Melalui pelaksanaan Rakor LP2B ini, seluruh pemangku kepentingan diharapkan dapat menyamakan persepsi terkait pentingnya perlindungan lahan pertanian pangan berkelanjutan. Selain itu, kegiatan ini juga menjadi wadah untuk mengidentifikasi berbagai kendala sektoral, baik dari aspek regulasi, administrasi pertanahan, hingga teknis pemetaan dan validasi data spasial yang diperlukan dalam proses penetapan LP2B.
Sebagai instansi yang memiliki tugas dan fungsi di bidang pertanahan, Kantah Kabupaten Solok Selatan berperan penting dalam menyediakan data pertanahan yang akurat serta mendukung kepastian hukum atas tanah yang ditetapkan sebagai kawasan LP2B. Kepastian hukum tersebut menjadi salah satu instrumen utama dalam mencegah terjadinya alih fungsi lahan pertanian secara tidak terkendali di masa mendatang.
Perlindungan terhadap Lahan Pertanian Pangan Berkelanjutan bukan hanya bertujuan mempertahankan hamparan sawah dan lahan produktif, tetapi juga merupakan investasi jangka panjang dalam menjaga kedaulatan pangan nasional. Dengan terjaganya lahan pertanian, keberlangsungan produksi pangan dapat dipastikan sehingga kebutuhan masyarakat akan bahan pangan tetap terpenuhi secara berkelanjutan.
Selain mendukung ketahanan pangan, keberadaan LP2B juga memiliki dampak positif terhadap kesejahteraan petani lokal. Kepastian status lahan pertanian memberikan rasa aman bagi para petani untuk terus mengembangkan usaha tani mereka tanpa khawatir terhadap ancaman perubahan fungsi lahan. Dengan demikian, sektor pertanian di Kabupaten Solok Selatan dan wilayah Sumatera Barat dapat terus tumbuh dan berkontribusi terhadap perekonomian daerah.
Dalam forum tersebut, berbagai strategi percepatan penetapan LP2B turut dibahas, termasuk penguatan sinergi antarinstansi, pemutakhiran data spasial, serta integrasi informasi pertanahan dengan dokumen perencanaan tata ruang daerah. Kolaborasi lintas sektor dinilai menjadi kunci keberhasilan dalam mewujudkan perlindungan kawasan pertanian secara efektif dan berkelanjutan.

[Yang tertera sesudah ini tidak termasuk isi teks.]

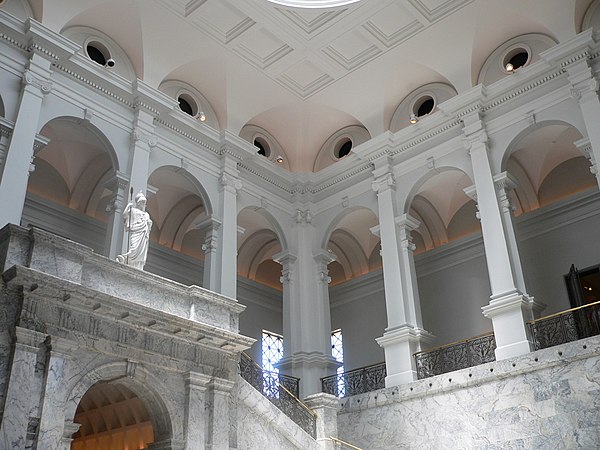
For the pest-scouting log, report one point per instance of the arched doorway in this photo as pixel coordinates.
(69, 191)
(112, 417)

Hasil yang diharapkan dari rapat koordinasi ini bukan hanya sebatas dokumen kesepakatan bersama, melainkan terbentuknya peta digital LP2B yang terintegrasi, akurat, dan memiliki validitas hukum yang kuat. Peta tersebut nantinya akan menjadi acuan penting dalam pengambilan kebijakan pembangunan sekaligus menjadi instrumen perlindungan terhadap kawasan pertanian produktif dari tekanan pembangunan non-pertanian.
Kantah Kabupaten Solok Selatan menegaskan komitmennya untuk terus mendukung program strategis pemerintah dalam bidang pertanahan dan tata ruang, khususnya yang berkaitan dengan perlindungan lahan pertanian pangan berkelanjutan. Melalui sinergi dan kolaborasi yang kuat antar pemangku kepentingan, diharapkan ketahanan pangan di Sumatera Barat dapat terus terjaga dan memberikan manfaat bagi generasi saat ini maupun generasi mendatang.
Partisipasi aktif Kantah Kabupaten Solok Selatan dalam Rakor LP2B Provinsi Sumatera Barat menjadi bukti bahwa perlindungan lahan pertanian bukan hanya tanggung jawab sektor pertanian semata, melainkan merupakan tanggung jawab bersama seluruh elemen pemerintah dan masyarakat dalam menjaga keberlanjutan pembangunan dan kedaulatan pangan Indonesia.